We are having a magnificent rain, thunder and lightning display here today! And, at my house, it seems we have front row tickets. What a treat!

So, what do we do on a rainy day? We cook Chicken Noodle Soup. Here's my recipe. I keep it simple to avoid exposure to too many ingredients. The key to the delicious taste is using a quality chicken, preferably organic.


Chicken Noodle Soup

1 whole chicken
8 C water, or enough to cover the chicken
3 T salt, additional salt at the end to taste
1 onion, quartered
2 peeled cloves garlic, optional
1 bag rice noodles

  1. Wash chicken.
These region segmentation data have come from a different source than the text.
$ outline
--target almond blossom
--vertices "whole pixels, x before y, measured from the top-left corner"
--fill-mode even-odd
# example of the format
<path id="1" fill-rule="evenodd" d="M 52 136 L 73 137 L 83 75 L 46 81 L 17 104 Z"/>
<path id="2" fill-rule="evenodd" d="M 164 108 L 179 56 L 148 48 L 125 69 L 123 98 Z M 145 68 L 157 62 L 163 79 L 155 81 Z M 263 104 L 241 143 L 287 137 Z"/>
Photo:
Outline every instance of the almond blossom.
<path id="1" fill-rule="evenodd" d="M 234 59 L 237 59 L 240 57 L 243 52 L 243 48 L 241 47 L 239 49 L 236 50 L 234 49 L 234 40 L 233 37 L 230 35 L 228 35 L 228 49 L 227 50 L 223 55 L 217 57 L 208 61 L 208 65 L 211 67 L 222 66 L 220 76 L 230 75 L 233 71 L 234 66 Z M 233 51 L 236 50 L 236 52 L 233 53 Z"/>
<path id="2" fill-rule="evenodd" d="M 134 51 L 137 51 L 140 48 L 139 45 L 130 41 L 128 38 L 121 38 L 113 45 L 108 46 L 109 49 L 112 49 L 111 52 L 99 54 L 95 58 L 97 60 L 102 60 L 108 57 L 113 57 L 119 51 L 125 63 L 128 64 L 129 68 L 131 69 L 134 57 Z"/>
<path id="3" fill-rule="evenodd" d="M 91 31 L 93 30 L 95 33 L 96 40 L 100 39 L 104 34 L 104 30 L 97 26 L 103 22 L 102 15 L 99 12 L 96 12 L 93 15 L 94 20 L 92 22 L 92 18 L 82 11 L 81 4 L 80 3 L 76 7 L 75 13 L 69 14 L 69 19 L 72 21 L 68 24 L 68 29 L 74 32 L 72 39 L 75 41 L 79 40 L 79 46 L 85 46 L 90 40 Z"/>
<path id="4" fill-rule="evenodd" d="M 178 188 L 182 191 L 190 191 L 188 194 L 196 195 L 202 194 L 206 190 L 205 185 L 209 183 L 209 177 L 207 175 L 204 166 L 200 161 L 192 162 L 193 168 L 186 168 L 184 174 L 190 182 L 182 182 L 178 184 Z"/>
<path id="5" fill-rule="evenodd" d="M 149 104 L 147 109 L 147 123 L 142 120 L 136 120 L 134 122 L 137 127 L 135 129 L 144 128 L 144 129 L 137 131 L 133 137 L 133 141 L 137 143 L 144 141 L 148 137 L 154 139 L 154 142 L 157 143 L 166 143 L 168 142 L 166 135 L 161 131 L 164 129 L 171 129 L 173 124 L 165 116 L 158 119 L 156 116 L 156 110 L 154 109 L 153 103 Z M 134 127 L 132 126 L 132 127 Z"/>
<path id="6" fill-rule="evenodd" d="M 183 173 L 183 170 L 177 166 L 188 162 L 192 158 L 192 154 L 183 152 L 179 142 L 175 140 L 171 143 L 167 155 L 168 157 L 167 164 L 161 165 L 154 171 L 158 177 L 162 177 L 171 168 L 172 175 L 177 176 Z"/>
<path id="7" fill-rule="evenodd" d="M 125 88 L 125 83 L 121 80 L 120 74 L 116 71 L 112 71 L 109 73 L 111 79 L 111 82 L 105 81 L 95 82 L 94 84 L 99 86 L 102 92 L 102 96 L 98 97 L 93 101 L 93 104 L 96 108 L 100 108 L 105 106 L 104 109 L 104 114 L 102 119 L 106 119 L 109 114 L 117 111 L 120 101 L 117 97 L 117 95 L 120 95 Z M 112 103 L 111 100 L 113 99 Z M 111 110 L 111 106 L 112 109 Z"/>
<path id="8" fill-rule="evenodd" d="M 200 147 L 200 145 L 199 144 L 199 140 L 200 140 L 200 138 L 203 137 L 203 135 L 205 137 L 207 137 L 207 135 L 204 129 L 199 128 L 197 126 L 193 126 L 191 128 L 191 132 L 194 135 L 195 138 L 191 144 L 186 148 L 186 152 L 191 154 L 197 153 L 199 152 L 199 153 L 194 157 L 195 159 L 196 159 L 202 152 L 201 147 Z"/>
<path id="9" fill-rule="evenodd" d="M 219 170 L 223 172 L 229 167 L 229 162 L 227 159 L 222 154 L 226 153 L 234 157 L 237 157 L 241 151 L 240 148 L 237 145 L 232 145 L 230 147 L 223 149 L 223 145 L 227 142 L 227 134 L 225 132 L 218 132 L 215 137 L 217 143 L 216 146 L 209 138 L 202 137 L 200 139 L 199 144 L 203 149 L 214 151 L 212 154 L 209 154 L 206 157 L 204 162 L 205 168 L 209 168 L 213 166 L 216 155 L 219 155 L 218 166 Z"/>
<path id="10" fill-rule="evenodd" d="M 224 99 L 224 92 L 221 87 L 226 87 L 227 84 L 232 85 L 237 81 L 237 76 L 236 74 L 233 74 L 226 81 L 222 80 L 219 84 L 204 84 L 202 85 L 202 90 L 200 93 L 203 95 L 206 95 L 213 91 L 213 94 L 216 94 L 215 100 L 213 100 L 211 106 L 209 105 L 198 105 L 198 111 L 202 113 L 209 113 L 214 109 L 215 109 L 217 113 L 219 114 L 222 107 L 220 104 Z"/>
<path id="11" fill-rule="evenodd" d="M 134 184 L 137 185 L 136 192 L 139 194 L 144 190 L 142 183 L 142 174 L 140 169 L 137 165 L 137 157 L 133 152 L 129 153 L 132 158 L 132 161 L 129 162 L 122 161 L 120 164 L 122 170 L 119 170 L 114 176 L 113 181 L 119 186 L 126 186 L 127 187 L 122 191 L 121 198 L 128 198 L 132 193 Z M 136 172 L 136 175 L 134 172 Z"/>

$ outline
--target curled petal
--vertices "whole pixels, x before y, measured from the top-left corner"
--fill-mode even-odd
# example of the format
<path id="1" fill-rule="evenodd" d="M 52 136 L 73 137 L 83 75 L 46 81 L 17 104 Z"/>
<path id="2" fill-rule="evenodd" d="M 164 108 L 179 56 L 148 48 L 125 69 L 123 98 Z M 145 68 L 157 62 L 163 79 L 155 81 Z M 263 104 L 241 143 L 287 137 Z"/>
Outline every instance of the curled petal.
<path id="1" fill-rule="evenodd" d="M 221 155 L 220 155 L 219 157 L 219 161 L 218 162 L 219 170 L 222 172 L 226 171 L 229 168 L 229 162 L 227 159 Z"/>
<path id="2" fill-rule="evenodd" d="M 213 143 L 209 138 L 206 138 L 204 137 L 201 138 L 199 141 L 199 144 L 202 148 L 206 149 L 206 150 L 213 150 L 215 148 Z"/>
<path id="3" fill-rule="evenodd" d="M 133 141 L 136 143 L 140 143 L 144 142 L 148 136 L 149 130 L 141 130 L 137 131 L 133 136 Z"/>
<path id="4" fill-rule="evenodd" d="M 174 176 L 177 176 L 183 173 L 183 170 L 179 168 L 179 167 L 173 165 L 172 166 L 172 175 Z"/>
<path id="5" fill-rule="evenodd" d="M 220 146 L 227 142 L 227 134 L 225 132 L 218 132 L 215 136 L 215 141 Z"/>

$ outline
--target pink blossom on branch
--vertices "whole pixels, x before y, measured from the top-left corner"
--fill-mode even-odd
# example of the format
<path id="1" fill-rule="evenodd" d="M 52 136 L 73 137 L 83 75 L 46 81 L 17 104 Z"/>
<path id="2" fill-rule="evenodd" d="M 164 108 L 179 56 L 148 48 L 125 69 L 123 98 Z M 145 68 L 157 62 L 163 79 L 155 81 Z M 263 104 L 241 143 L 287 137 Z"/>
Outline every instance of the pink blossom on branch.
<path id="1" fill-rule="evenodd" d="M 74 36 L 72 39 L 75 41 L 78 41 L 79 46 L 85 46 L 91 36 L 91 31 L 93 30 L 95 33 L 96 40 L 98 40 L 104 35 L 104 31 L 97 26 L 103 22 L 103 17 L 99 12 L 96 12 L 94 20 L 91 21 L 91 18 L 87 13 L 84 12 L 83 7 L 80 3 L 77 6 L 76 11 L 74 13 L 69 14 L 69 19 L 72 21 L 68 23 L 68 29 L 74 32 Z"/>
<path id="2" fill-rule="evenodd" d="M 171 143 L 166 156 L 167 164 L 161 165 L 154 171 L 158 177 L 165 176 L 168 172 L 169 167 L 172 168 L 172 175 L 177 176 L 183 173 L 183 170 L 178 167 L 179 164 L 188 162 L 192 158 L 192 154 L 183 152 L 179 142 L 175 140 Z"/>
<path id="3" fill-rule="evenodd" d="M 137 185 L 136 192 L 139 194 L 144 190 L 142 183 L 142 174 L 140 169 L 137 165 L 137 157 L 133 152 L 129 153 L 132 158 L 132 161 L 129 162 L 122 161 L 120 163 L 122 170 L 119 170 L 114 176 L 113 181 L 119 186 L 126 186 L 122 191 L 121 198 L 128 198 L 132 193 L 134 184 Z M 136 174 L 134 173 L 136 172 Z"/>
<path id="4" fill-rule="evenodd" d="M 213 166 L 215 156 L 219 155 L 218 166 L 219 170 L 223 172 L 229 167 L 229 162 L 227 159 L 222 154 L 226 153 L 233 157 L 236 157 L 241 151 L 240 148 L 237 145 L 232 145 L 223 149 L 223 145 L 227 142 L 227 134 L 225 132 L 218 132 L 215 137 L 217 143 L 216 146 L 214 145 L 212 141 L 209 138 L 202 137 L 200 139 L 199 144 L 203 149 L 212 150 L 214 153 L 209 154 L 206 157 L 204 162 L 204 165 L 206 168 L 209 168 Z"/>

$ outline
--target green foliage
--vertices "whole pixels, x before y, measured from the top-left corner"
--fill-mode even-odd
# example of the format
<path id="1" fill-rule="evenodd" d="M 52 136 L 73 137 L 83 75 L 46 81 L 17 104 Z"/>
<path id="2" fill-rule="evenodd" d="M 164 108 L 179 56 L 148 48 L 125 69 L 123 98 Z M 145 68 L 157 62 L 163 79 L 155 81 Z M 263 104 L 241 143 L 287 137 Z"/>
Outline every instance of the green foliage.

Place the chicken in a large stock pot and cover with cool water. Add onion and garlic and cover with lid.
  2. Bring to boil and simmer slowly for 1.5 - 2 hours. The longer is simmers, the softer the chicken and the tastier the soup.
  3. Remove chicken, onion and garlic. Salt broth to taste.
  4. To make the full soup recipe to serve 10, place noodles in broth and bring to boil, cooking until done. If left in the broth, these noodles will get mushy so only cook what you will eat at this meal. If you are making a small amount of soup, transfer some broth to another pot then cook noodles in the smaller pot.
  5. Debone chicken and place in soup with noodles. Or, in our family, we like to serve the whole deboned chicken at the table for everyone to eat. Serve with salt so each person may adjust to their own taste.

Beware....some chickens use broth as fillers for their chicken. You must look carefully on the labels to find the notes about this. These broths often contain soy, corn, and other unidentified vegetables. It is worth your money and time to find a chicken brand that does NOT add any of these "natural" ingredients.